Monitoring your Anapaya SCION CA
The Anapaya SCION CA provides multiple ways to monitor the health of the services. You can check the health of the services as a snapshot of the current state, or you can use the telemetry to monitor the services over time. A combination of both is recommended to ensure that the services are running smoothly and to detect any issues early on.
Health Checks
The step-ca-adapter and the step-ca-rotator expose health check endpoints that can be used to asses the current health of the services on the admin API. The default endpoints are:
Service | Endpoint | Docs |
---|---|---|
step-ca-adapter | http://localhost:41500/api/v1/health | spec |
step-ca-rotator | http://localhost:41501/api/v1/health | spec |
In the API specification, expand the checks
section in the health
schema object. This shows you
all the available health checks that are performed by the service.

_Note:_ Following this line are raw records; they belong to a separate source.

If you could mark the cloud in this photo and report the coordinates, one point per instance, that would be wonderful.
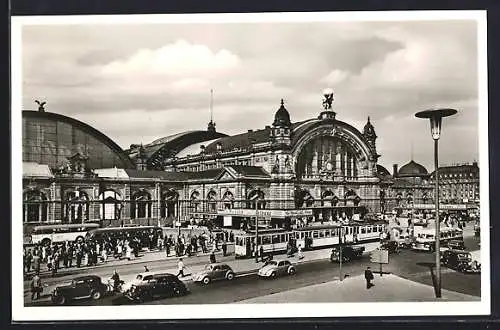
(157, 78)
(335, 77)
(178, 59)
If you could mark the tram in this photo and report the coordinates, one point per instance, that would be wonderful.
(425, 239)
(276, 241)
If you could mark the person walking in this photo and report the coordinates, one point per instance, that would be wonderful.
(167, 248)
(36, 287)
(180, 267)
(36, 262)
(368, 277)
(300, 252)
(224, 248)
(29, 259)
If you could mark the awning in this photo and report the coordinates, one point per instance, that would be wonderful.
(36, 170)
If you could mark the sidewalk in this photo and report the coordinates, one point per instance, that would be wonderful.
(241, 267)
(145, 257)
(388, 288)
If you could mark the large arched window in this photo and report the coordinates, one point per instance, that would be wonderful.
(328, 198)
(168, 205)
(327, 154)
(212, 201)
(257, 196)
(141, 205)
(76, 207)
(35, 206)
(351, 198)
(228, 200)
(111, 205)
(195, 201)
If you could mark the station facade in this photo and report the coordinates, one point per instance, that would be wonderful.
(321, 169)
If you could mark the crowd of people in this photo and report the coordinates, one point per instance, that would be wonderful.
(88, 253)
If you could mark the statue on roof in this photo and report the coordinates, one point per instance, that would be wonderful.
(41, 105)
(327, 99)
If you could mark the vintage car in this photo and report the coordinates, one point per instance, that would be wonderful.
(391, 246)
(456, 245)
(461, 261)
(141, 277)
(214, 272)
(275, 268)
(158, 285)
(349, 252)
(82, 287)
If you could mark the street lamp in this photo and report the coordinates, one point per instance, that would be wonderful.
(436, 117)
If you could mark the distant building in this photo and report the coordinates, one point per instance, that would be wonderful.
(458, 183)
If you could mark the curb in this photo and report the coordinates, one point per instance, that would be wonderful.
(75, 270)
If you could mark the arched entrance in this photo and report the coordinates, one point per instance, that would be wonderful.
(76, 207)
(111, 205)
(228, 200)
(141, 205)
(35, 208)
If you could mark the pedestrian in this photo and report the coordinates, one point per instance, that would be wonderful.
(79, 255)
(300, 252)
(36, 287)
(224, 248)
(181, 267)
(29, 259)
(128, 251)
(368, 277)
(167, 248)
(36, 262)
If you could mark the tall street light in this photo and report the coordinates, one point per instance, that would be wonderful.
(436, 117)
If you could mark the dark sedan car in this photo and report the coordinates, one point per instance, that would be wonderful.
(214, 272)
(456, 245)
(160, 285)
(457, 259)
(349, 252)
(82, 287)
(391, 246)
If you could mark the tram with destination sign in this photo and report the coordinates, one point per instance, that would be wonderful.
(275, 241)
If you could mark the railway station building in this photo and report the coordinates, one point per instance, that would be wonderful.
(320, 169)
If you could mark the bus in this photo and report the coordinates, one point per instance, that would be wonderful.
(425, 238)
(147, 235)
(60, 233)
(310, 237)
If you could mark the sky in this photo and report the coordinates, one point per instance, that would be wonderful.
(139, 82)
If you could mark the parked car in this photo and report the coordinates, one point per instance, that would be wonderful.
(214, 272)
(349, 253)
(82, 287)
(275, 268)
(158, 285)
(456, 245)
(141, 277)
(460, 261)
(391, 246)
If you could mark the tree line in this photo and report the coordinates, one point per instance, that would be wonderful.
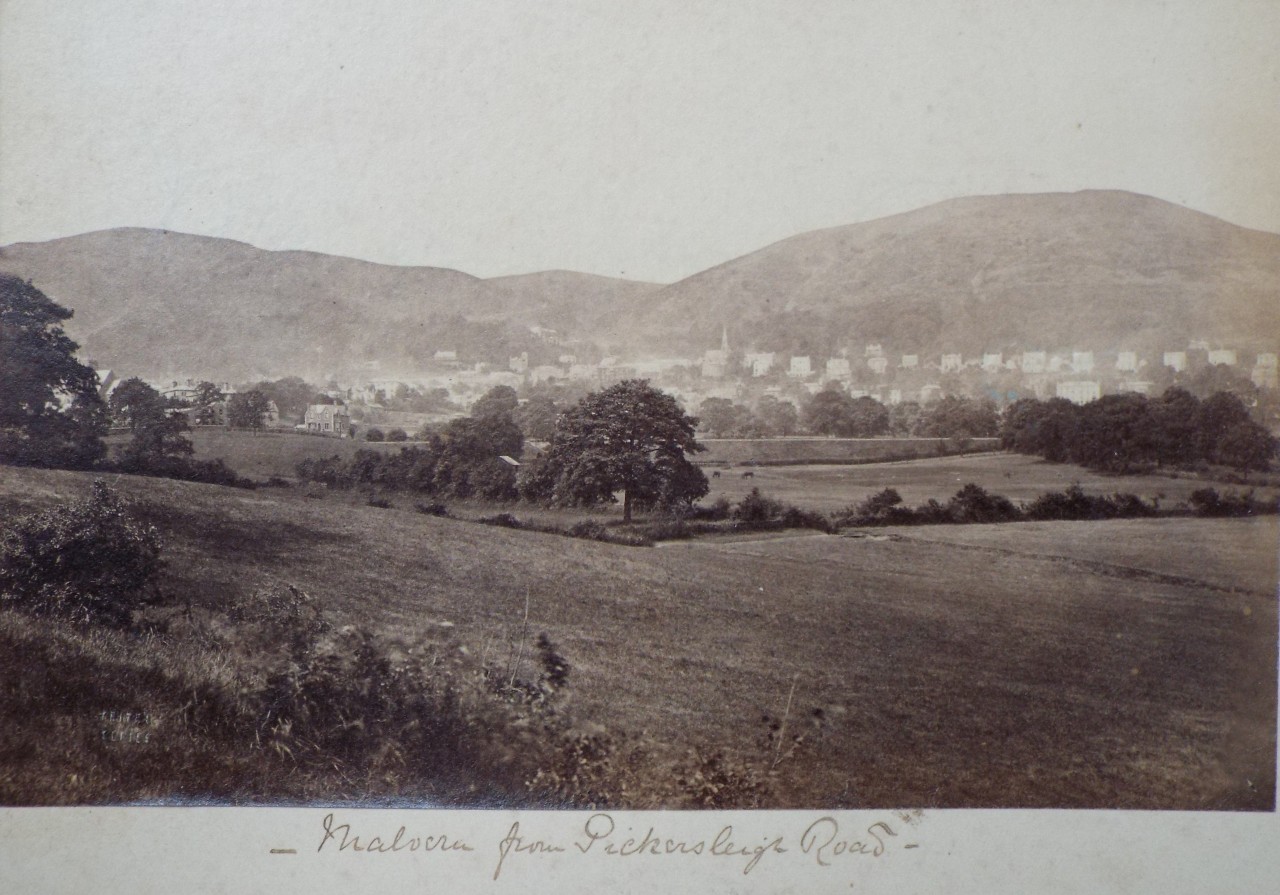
(1127, 433)
(833, 411)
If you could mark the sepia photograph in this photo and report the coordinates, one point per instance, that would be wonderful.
(668, 406)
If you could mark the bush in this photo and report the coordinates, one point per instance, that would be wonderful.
(1208, 502)
(757, 508)
(85, 561)
(972, 503)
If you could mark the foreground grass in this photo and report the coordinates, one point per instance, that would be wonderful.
(1019, 478)
(1077, 665)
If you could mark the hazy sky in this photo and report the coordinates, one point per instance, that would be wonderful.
(643, 138)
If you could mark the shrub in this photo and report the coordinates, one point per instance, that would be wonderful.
(757, 508)
(86, 561)
(1208, 502)
(972, 503)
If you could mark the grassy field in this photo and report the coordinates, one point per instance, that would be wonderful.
(1019, 478)
(798, 450)
(1125, 663)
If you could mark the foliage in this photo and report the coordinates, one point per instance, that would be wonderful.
(50, 410)
(1119, 433)
(247, 410)
(85, 561)
(959, 418)
(630, 438)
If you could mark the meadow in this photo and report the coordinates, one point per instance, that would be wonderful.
(1089, 665)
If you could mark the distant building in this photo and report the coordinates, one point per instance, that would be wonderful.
(837, 368)
(1079, 391)
(1137, 386)
(545, 373)
(1266, 373)
(327, 420)
(759, 362)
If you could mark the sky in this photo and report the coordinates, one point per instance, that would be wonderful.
(645, 140)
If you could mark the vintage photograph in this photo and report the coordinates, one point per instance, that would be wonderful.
(649, 406)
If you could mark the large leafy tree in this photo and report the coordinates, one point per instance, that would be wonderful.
(50, 411)
(629, 437)
(159, 441)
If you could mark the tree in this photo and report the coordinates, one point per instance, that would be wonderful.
(208, 395)
(247, 410)
(776, 418)
(86, 561)
(1247, 446)
(50, 411)
(159, 437)
(498, 401)
(629, 437)
(830, 412)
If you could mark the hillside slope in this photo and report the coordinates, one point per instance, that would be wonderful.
(1101, 270)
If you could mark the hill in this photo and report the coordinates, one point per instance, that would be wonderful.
(156, 302)
(1101, 270)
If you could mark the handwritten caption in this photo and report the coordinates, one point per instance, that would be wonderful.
(824, 841)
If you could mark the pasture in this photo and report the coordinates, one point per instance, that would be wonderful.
(1016, 476)
(1088, 665)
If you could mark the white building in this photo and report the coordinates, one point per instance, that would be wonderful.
(837, 368)
(327, 420)
(759, 362)
(1079, 391)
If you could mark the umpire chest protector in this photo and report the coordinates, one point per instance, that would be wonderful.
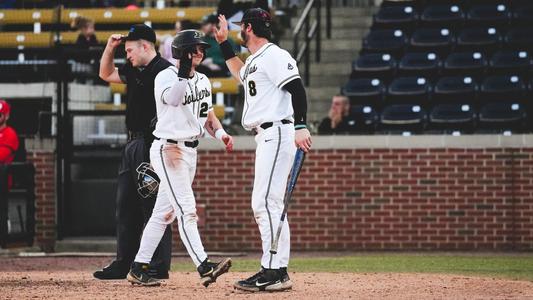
(140, 108)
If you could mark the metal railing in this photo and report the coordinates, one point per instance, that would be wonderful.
(311, 31)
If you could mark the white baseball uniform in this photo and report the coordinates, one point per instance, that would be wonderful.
(264, 74)
(175, 163)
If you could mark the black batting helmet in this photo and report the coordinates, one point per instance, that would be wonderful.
(261, 22)
(187, 39)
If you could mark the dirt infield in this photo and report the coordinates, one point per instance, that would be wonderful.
(60, 278)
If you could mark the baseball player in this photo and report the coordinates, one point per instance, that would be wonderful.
(275, 111)
(184, 113)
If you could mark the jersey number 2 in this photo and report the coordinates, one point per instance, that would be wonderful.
(251, 88)
(203, 110)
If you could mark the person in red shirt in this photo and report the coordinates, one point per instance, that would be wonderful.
(9, 141)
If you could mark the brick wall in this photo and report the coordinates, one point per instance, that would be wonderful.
(45, 198)
(375, 199)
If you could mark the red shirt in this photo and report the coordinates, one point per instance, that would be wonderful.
(9, 143)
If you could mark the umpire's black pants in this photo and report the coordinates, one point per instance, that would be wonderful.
(133, 212)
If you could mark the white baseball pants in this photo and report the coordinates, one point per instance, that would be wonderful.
(274, 156)
(175, 164)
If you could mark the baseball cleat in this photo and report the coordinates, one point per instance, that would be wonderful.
(139, 275)
(113, 271)
(210, 271)
(269, 280)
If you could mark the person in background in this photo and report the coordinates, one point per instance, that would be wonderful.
(214, 64)
(338, 120)
(86, 38)
(9, 141)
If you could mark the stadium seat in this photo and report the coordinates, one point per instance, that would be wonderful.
(494, 15)
(381, 66)
(471, 64)
(367, 91)
(365, 117)
(385, 41)
(449, 15)
(502, 116)
(105, 15)
(400, 118)
(419, 64)
(396, 17)
(522, 15)
(520, 38)
(480, 39)
(409, 90)
(510, 62)
(437, 40)
(451, 118)
(503, 88)
(455, 89)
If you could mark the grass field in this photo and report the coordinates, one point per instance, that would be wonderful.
(517, 267)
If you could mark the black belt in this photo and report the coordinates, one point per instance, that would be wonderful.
(187, 144)
(133, 135)
(267, 125)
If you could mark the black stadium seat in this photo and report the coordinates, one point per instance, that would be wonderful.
(396, 17)
(449, 15)
(455, 89)
(520, 38)
(381, 66)
(452, 117)
(489, 15)
(481, 39)
(390, 41)
(400, 118)
(468, 63)
(502, 116)
(510, 62)
(503, 88)
(419, 64)
(368, 91)
(438, 40)
(366, 118)
(408, 90)
(522, 15)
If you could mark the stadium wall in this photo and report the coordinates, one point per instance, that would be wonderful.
(364, 193)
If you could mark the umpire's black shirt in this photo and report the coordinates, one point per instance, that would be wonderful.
(140, 105)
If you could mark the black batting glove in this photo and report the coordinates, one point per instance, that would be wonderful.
(186, 63)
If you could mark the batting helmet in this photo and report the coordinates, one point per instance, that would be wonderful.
(147, 180)
(261, 22)
(186, 39)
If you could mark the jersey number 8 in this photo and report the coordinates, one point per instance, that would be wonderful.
(251, 88)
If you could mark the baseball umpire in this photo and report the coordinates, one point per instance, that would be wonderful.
(132, 211)
(275, 111)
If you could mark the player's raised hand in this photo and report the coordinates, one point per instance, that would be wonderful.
(303, 139)
(228, 141)
(221, 33)
(114, 40)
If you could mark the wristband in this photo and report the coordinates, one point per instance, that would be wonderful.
(220, 133)
(227, 50)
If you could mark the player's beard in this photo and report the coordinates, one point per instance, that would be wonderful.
(244, 37)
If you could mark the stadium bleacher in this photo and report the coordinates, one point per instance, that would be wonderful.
(28, 40)
(439, 66)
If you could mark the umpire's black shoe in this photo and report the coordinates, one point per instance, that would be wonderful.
(111, 272)
(210, 271)
(157, 273)
(139, 275)
(270, 280)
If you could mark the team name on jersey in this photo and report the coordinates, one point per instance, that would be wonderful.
(198, 95)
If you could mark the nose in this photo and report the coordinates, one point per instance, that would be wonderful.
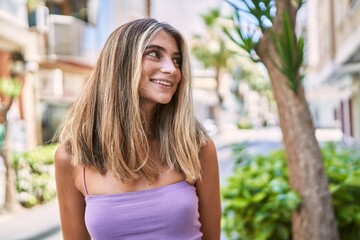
(168, 66)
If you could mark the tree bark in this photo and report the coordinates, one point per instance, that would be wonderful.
(314, 220)
(11, 203)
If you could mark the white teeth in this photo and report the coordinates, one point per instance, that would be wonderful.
(165, 83)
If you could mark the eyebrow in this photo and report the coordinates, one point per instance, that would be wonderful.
(160, 48)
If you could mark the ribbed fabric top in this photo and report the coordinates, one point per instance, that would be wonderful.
(167, 212)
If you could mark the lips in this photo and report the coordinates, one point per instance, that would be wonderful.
(162, 82)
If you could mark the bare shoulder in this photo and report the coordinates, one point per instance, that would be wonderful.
(63, 159)
(208, 191)
(208, 152)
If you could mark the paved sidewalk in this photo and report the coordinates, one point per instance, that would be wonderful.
(37, 223)
(43, 222)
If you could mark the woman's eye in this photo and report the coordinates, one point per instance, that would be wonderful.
(177, 61)
(153, 54)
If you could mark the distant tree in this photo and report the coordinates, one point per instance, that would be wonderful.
(265, 29)
(9, 89)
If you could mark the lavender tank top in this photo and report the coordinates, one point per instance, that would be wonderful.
(166, 212)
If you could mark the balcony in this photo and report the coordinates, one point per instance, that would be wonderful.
(14, 11)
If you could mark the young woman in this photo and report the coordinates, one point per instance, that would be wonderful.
(133, 162)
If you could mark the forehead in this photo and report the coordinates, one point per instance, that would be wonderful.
(166, 41)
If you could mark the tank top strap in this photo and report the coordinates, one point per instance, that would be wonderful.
(84, 182)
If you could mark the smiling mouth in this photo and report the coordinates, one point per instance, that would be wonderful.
(162, 82)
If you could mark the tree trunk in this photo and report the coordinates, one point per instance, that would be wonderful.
(218, 107)
(314, 220)
(11, 203)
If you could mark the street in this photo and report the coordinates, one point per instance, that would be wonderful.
(42, 222)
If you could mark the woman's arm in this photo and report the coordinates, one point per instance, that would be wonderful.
(71, 200)
(208, 191)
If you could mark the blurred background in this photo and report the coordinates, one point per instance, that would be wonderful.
(48, 49)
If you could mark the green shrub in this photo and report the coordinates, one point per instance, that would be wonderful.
(257, 201)
(35, 178)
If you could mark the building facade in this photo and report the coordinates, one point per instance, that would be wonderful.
(334, 61)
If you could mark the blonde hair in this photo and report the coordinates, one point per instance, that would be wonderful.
(104, 128)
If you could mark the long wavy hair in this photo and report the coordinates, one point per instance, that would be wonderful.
(105, 127)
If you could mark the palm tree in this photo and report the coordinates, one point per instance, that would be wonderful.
(9, 89)
(268, 36)
(213, 52)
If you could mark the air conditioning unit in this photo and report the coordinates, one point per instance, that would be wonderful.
(39, 18)
(42, 18)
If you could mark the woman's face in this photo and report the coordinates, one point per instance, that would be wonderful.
(161, 72)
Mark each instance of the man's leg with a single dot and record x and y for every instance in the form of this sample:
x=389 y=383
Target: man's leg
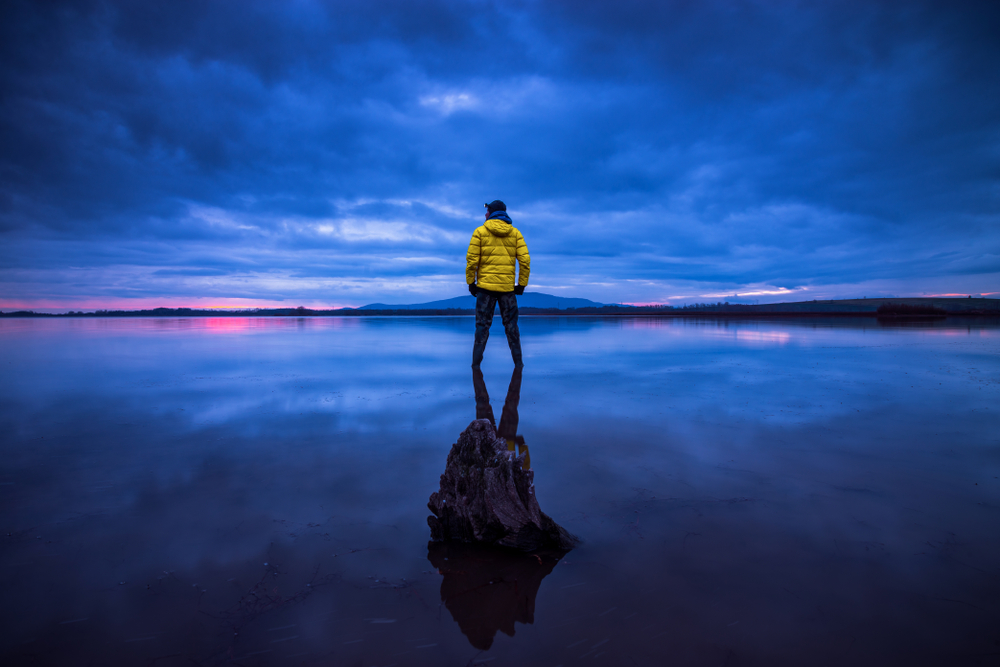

Query the health check endpoints, e.g., using curl
, or any HTTP client. The response contains a
JSON object with the health status of the service. For example, to check the health of the
step-ca-adapter, you can run:
curl -X GET http://localhost:41500/api/v1/health
{
"health": {
"checks": [
{
"check_id": "1004",
"data": {
"data_type": "not_found",
"isd": 1
},
"detail": "failed to load TRC: failed to fetch TRC: [err=sql: no rows in result set; id=ISD1-B0-S0]",
"name": "trc_available",
"status": "failing"
},
{
"check_id": "1002",
"data": {
"reported": "ok"
},
"detail": "step-ca health check succeeded",
"name": "step_ca_available",
"status": "passing"
},
{
"check_id": "1001",
"data": {
"driver": "pg"
},
"detail": "database connection is available",
"name": "database_available",
"status": "passing"
}
],
"status": "failing"
}
}
Telemetry
The step-ca-adapter and step-ca-rotator both expose an endpoint that can be used to retrieve telemetry data from the services. The telemetry data is exported in the form of Prometheus metrics. Metrics are exposed by default on the admin API, but can be configured to be exposed on a different endpoint. Consult the configuration documentation for more information.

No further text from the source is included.